The cruise stage is to separate from the entry capsule ten minutes before encountering Titan's atmosphere.[39] The lander would then descend to the surface of Titan using an aeroshell and a series of two parachutes, while the spent cruise stage would burn up in uncontrolled atmospheric entry. The duration of the descent phase is expected to be 105 minutes.[49] The aeroshell is derived from the Genesis sample return capsule, and the PICA heat shield is similar to MSL and Mars 2020 design and should protect the spacecraft for the first six minutes of its descent.[49]

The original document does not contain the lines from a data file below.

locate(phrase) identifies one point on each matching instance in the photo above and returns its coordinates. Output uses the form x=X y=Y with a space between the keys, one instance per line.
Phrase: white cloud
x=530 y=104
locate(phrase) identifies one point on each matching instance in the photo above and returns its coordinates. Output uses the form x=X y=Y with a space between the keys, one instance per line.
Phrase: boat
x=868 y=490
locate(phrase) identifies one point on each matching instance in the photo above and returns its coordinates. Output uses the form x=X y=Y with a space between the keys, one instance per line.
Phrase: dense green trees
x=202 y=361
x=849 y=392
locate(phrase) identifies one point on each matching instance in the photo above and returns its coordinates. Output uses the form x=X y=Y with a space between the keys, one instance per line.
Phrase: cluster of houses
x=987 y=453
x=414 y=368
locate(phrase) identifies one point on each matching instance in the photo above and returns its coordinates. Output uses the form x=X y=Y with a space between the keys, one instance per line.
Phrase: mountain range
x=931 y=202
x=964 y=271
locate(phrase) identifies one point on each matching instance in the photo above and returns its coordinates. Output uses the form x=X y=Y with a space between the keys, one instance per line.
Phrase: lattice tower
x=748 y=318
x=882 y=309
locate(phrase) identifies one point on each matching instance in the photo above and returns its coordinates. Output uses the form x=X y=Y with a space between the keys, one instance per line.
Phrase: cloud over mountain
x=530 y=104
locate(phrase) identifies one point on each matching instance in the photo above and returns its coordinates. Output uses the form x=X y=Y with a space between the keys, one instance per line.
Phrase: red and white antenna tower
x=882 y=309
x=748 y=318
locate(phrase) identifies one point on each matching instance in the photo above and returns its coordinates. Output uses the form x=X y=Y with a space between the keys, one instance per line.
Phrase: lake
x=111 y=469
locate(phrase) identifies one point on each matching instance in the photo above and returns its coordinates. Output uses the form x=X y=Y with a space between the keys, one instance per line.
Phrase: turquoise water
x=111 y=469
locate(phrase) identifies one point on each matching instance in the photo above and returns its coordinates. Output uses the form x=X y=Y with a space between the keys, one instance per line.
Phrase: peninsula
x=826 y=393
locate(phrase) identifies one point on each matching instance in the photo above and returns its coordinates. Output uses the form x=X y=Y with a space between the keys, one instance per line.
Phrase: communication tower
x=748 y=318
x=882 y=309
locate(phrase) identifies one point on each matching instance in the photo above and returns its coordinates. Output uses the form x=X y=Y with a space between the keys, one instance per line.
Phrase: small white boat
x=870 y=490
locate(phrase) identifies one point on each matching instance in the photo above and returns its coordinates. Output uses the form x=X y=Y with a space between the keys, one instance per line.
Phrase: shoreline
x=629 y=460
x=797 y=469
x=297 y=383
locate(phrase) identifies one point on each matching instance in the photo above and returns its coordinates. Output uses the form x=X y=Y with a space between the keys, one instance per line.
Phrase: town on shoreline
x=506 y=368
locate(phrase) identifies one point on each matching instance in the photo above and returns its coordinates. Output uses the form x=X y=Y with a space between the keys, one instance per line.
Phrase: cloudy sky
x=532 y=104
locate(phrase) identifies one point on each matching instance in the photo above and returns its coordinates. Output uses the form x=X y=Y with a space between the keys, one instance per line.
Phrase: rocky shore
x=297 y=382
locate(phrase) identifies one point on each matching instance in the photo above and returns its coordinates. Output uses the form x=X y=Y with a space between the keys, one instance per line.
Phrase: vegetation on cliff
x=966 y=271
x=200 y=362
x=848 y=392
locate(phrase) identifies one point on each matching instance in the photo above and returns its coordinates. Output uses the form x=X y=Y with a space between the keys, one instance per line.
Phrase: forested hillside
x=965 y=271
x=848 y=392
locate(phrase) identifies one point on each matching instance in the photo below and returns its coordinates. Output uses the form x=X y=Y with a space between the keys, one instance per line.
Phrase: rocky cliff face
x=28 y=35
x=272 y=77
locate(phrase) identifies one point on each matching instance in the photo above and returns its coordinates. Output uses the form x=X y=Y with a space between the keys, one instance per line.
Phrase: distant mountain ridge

At a speed of Mach 1.5, a drogue parachute is to deploy, to slow the capsule to subsonic speeds. Due to Titan's comparatively thick atmosphere and low gravity, the drogue chute phase should last for 80 minutes.[49] A larger main parachute is to replace the drogue chute when the descent speed is sufficiently low. During the 20 minutes on the main chute, the lander is to be prepared for separation. The heat shield is to be jettisoned, the landing skids are to be extended, and sensors such as radar and lidar are to be activated.[49] At an altitude of 1.2 km (0.75 mi), the lander should be released from its parachute for a powered flight to the surface. The specific landing site and flight operation are to be performed autonomously. This is required since the high gain antenna would not be deployed during descent, and because communication between Earth and Titan takes 70–90 minutes in each direction.[39]

Landing site

Shangri-La is the large, dark region at the center of this infrared image of Titan.
The Selk impact crater on Titan, as imaged by the Cassini orbiter's radar, is 90 km (56 mi) in diameter.[50]

The Dragonfly rotorcraft should land initially in dunes to the southeast of the Selk impact structure at the edge of the dark region called Shangri-La.[51][5] It is planned to explore this region in a series of flights of up to 8 km (5.0 mi) each, and acquire samples from compelling areas with a diverse geography. After landing, it is planned to travel to the Selk impact crater, where in addition to tholin organic compounds, there is evidence of past liquid water.[5]

The Selk crater is a geologically young impact crater 90 km (56 mi) in diameter, located about 800 km (500 mi) north-northwest of the Huygens lander.[52] (7°00′N 199°00′W / 7.0°N 199.0°W / 7.0; -199.0)[53][50] Infrared measurements and other spectra by the Cassini orbiter show that the adjacent terrain exhibits a brightness suggestive of differences in thermal structure or composition, possibly caused by cryovolcanism generated by the impact – a fluidized ejecta blanket and fluid flows, now water ice.[52][54] Such a region featuring a mix of organic compounds and water ice is a compelling target to assess how far the prebiotic chemistry may have progressed at the surface.[5]